Advice for the International HR Job Seeker
Human resources professionals looking to go international should set their sights horizontally, says HR career columnist Martin Yate.
In his column for the Society for Human Resources Management, he recently addressed a question about job-searching internationally. It will take time and hard work, he counseled, but said that with the right focus it’s achievable.
His advice for job hunting internationally is much like what it would be for looking domestically. The target job, he said, should be one that:
- "Your resume proves you can do."
- "You can interview for well."
- "You will be likely to succeed at."
Yate was answering a question from an HR leader in the banking industry in Malaysia. His advice, though, is applicable to any HR professional considering an overseas opportunity.
“Don't aim for a job that would be a promotion,” he advises. “Look for a job for which you already have required skills, probably very similar to the one you are doing now.”
In the case of the advice seeker, he noted that her goal was to relocate, not get a better job title.
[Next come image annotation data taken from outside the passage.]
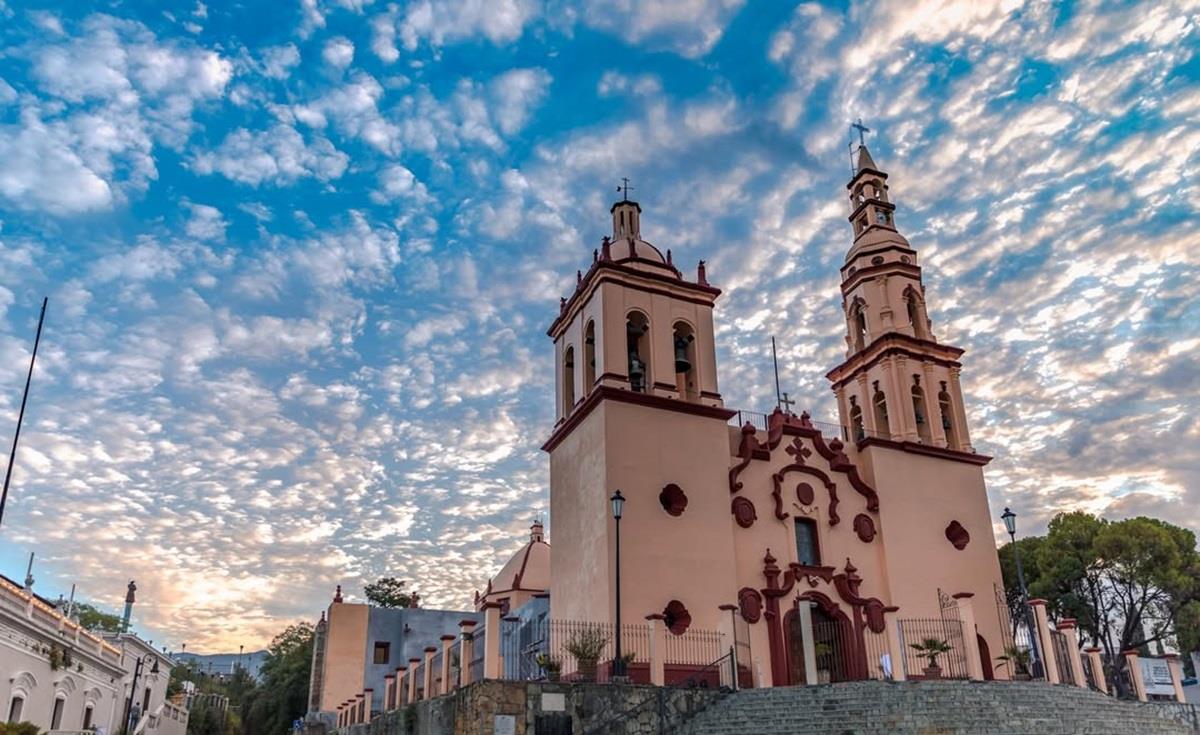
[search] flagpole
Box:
[0,297,50,525]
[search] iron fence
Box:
[898,617,970,679]
[1050,631,1079,685]
[467,626,487,682]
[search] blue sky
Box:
[0,0,1200,650]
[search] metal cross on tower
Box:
[850,118,871,145]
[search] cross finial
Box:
[850,118,871,145]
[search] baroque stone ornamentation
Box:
[730,496,758,528]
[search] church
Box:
[310,145,1012,723]
[544,144,1007,686]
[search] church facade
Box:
[544,147,1006,686]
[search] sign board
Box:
[1138,658,1175,697]
[492,715,517,735]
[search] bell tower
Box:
[827,143,974,454]
[542,189,736,627]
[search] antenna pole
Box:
[770,335,782,408]
[0,297,50,525]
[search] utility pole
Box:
[0,297,50,525]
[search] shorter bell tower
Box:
[828,144,974,454]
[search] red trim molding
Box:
[541,386,737,452]
[856,436,991,467]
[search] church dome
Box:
[484,521,550,602]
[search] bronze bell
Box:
[676,334,696,372]
[629,352,646,393]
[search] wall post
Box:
[1058,617,1087,689]
[953,592,983,681]
[1030,599,1062,683]
[458,620,475,687]
[1121,649,1147,701]
[484,603,503,679]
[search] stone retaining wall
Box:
[334,681,724,735]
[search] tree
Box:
[74,603,121,633]
[241,623,313,735]
[362,576,418,608]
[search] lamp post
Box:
[1000,508,1042,675]
[608,490,625,676]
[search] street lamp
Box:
[608,490,625,676]
[1000,508,1042,675]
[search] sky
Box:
[0,0,1200,651]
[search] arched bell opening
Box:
[912,375,934,444]
[583,322,596,395]
[625,311,652,393]
[563,346,575,417]
[671,322,700,401]
[871,381,892,437]
[937,382,959,449]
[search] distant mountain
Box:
[173,651,266,679]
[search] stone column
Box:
[1163,653,1188,703]
[1084,646,1109,694]
[887,617,908,681]
[484,603,503,679]
[408,658,421,704]
[1058,617,1087,689]
[438,635,455,694]
[953,592,983,681]
[1121,649,1146,701]
[646,613,667,687]
[796,599,818,685]
[947,368,974,454]
[458,620,475,687]
[1030,599,1062,683]
[421,646,438,699]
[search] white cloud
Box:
[191,124,349,186]
[320,36,354,68]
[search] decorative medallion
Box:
[662,599,691,635]
[854,513,875,544]
[738,587,762,623]
[659,483,688,516]
[946,521,971,551]
[730,495,758,528]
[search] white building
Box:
[0,575,187,735]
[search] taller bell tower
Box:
[828,144,974,454]
[542,198,737,628]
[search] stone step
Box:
[676,682,1188,735]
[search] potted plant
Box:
[908,638,952,679]
[564,627,608,681]
[538,653,563,681]
[996,646,1031,681]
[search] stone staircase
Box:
[674,681,1195,735]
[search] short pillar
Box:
[484,603,503,679]
[953,592,983,681]
[1030,599,1062,683]
[458,620,475,687]
[796,599,818,685]
[421,646,438,699]
[646,613,667,687]
[438,635,455,694]
[1058,617,1087,689]
[1084,646,1109,694]
[1163,653,1188,703]
[887,619,908,681]
[1121,649,1146,701]
[408,658,421,704]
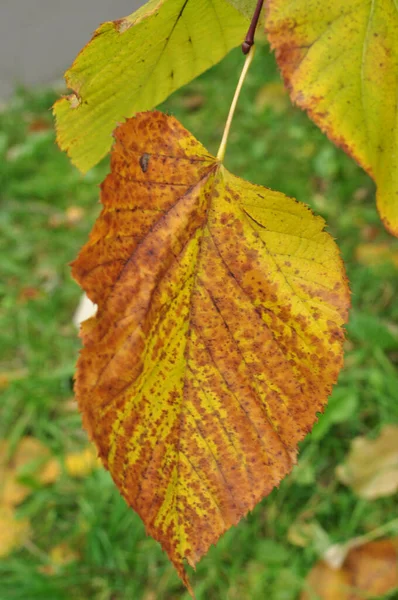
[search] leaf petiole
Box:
[242,0,264,54]
[217,45,255,162]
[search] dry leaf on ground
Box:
[0,505,30,558]
[0,436,60,506]
[300,539,398,600]
[65,445,102,479]
[336,425,398,500]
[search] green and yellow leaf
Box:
[73,112,349,585]
[267,0,398,235]
[54,0,248,172]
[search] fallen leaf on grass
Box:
[65,445,102,479]
[0,505,30,558]
[72,112,349,586]
[336,425,398,500]
[0,436,60,506]
[300,539,398,600]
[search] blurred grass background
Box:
[0,46,398,600]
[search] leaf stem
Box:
[217,46,254,162]
[242,0,264,54]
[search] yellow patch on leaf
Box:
[73,112,349,585]
[266,0,398,235]
[54,0,248,172]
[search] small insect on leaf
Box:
[140,152,151,173]
[73,112,349,586]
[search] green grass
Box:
[0,47,398,600]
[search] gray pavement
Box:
[0,0,143,100]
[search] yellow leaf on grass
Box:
[0,436,60,506]
[336,425,398,500]
[54,0,248,171]
[73,112,349,585]
[65,446,102,478]
[0,505,30,558]
[300,540,398,600]
[266,0,398,235]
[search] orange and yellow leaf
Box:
[266,0,398,235]
[73,112,349,585]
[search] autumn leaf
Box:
[73,112,349,585]
[65,445,101,479]
[336,425,398,500]
[266,0,398,235]
[300,539,398,600]
[54,0,248,172]
[0,436,61,507]
[0,504,30,558]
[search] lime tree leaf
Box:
[54,0,248,172]
[227,0,257,19]
[73,112,349,585]
[267,0,398,235]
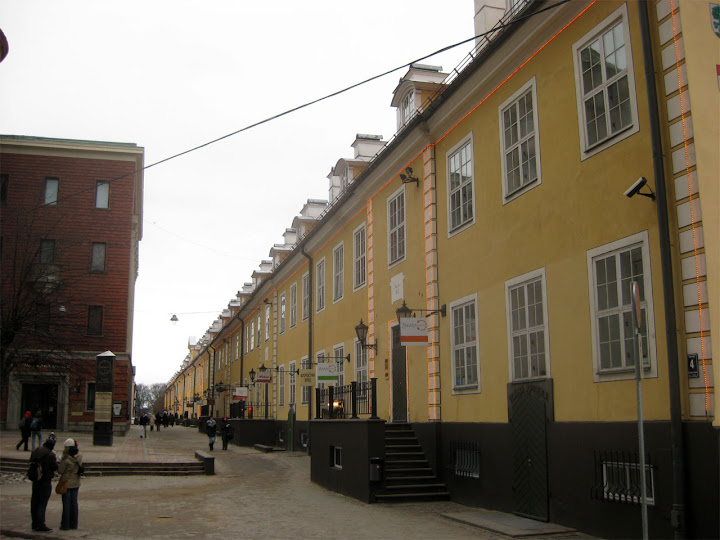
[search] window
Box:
[85,382,95,411]
[505,270,548,381]
[315,259,325,311]
[87,306,102,336]
[39,240,55,264]
[90,242,106,272]
[45,178,60,206]
[333,244,345,302]
[447,133,475,233]
[265,304,270,341]
[290,283,297,328]
[288,361,295,405]
[450,296,478,390]
[280,293,285,334]
[588,232,657,382]
[500,78,540,202]
[278,366,285,407]
[303,274,310,321]
[95,182,110,208]
[388,188,405,265]
[573,6,638,159]
[300,356,312,405]
[0,174,10,204]
[353,223,367,289]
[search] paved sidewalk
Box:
[0,426,588,540]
For someone looking to stay with their company, but work overseas, the new position might be a step up, though not necessarily. Winning a promotion to an international assignment requires more than just being a skilled HR professional. An obvious consideration is how much the candidate understands of the culture and the workplace practices in the target country.
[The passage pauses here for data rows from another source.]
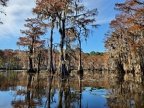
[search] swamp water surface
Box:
[0,72,144,108]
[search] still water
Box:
[0,72,144,108]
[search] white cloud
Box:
[0,0,35,41]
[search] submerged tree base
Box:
[27,69,37,73]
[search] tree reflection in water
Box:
[0,72,144,108]
[107,75,144,108]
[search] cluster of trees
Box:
[17,0,97,75]
[0,49,108,70]
[105,0,144,75]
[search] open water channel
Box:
[0,71,144,108]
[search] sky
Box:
[0,0,125,53]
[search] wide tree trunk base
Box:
[27,69,37,73]
[77,69,83,75]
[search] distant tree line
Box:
[85,51,104,56]
[0,49,107,70]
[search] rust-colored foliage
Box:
[105,0,144,72]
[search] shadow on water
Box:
[0,71,144,108]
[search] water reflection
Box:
[0,72,144,108]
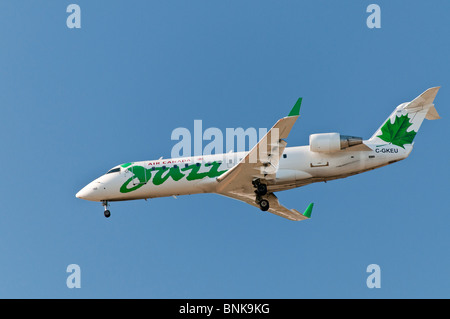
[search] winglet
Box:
[288,98,302,116]
[303,203,314,218]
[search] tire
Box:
[256,184,267,196]
[259,199,269,212]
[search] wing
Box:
[220,192,314,221]
[216,98,313,221]
[217,98,302,192]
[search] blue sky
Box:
[0,0,450,298]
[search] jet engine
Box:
[309,133,362,153]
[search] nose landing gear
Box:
[102,200,111,218]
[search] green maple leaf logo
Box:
[377,115,417,148]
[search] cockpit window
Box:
[106,167,120,174]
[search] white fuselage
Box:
[76,141,412,201]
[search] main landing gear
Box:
[102,200,111,218]
[252,178,269,212]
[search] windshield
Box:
[106,167,120,174]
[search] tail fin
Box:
[369,86,440,148]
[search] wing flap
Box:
[219,191,313,221]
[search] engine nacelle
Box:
[309,133,362,153]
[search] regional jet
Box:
[76,87,440,221]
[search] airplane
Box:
[76,87,440,221]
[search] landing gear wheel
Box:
[259,199,269,212]
[256,184,267,196]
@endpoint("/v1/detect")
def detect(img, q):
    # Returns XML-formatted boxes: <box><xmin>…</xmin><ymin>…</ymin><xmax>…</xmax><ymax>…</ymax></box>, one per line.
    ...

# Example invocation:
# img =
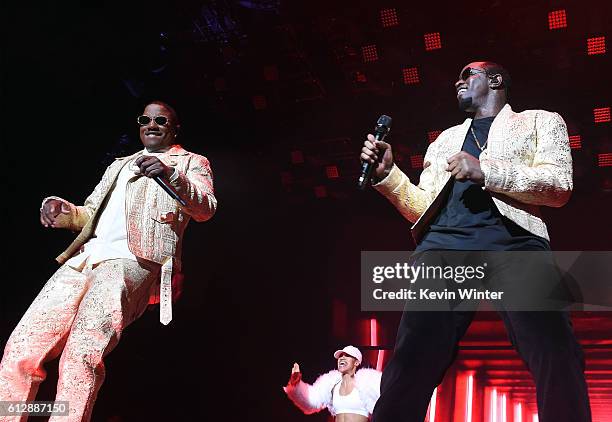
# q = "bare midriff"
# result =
<box><xmin>335</xmin><ymin>413</ymin><xmax>368</xmax><ymax>422</ymax></box>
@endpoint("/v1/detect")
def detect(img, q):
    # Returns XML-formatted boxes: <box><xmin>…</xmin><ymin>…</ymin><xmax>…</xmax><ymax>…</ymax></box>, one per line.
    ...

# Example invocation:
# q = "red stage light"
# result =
<box><xmin>514</xmin><ymin>403</ymin><xmax>523</xmax><ymax>422</ymax></box>
<box><xmin>214</xmin><ymin>78</ymin><xmax>227</xmax><ymax>92</ymax></box>
<box><xmin>281</xmin><ymin>171</ymin><xmax>293</xmax><ymax>186</ymax></box>
<box><xmin>410</xmin><ymin>155</ymin><xmax>423</xmax><ymax>169</ymax></box>
<box><xmin>252</xmin><ymin>95</ymin><xmax>268</xmax><ymax>110</ymax></box>
<box><xmin>264</xmin><ymin>65</ymin><xmax>278</xmax><ymax>81</ymax></box>
<box><xmin>570</xmin><ymin>135</ymin><xmax>582</xmax><ymax>149</ymax></box>
<box><xmin>380</xmin><ymin>9</ymin><xmax>399</xmax><ymax>28</ymax></box>
<box><xmin>402</xmin><ymin>67</ymin><xmax>420</xmax><ymax>85</ymax></box>
<box><xmin>427</xmin><ymin>130</ymin><xmax>442</xmax><ymax>144</ymax></box>
<box><xmin>370</xmin><ymin>318</ymin><xmax>378</xmax><ymax>346</ymax></box>
<box><xmin>314</xmin><ymin>185</ymin><xmax>327</xmax><ymax>198</ymax></box>
<box><xmin>597</xmin><ymin>152</ymin><xmax>612</xmax><ymax>167</ymax></box>
<box><xmin>425</xmin><ymin>387</ymin><xmax>438</xmax><ymax>422</ymax></box>
<box><xmin>593</xmin><ymin>107</ymin><xmax>610</xmax><ymax>123</ymax></box>
<box><xmin>355</xmin><ymin>71</ymin><xmax>368</xmax><ymax>83</ymax></box>
<box><xmin>587</xmin><ymin>37</ymin><xmax>606</xmax><ymax>56</ymax></box>
<box><xmin>361</xmin><ymin>44</ymin><xmax>378</xmax><ymax>63</ymax></box>
<box><xmin>548</xmin><ymin>9</ymin><xmax>567</xmax><ymax>30</ymax></box>
<box><xmin>291</xmin><ymin>150</ymin><xmax>304</xmax><ymax>164</ymax></box>
<box><xmin>424</xmin><ymin>32</ymin><xmax>442</xmax><ymax>51</ymax></box>
<box><xmin>465</xmin><ymin>375</ymin><xmax>474</xmax><ymax>422</ymax></box>
<box><xmin>325</xmin><ymin>166</ymin><xmax>340</xmax><ymax>179</ymax></box>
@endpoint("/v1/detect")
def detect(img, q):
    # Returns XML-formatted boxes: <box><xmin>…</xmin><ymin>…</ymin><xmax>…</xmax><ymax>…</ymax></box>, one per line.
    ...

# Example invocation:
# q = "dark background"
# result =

Making a lateral move while becoming comfortable with the local culture will set the stage for that promotion.
Yate’s job seeker is hoping to relocate to London, a world banking center where, he tells her, there are multinational organizations “very interested in your intimate knowledge of the Southeast Asia region, its customs and business practices, and how HR supports those business practices.”
That’s an equally important consideration for other international jobseekers: Choose an area where your industry knowledge, not just your HR competencies, offer a competitive advantage. Then, as Yate says, revise your resume and online profiles, to “focus on the skills and experiences your potential employers are looking for.”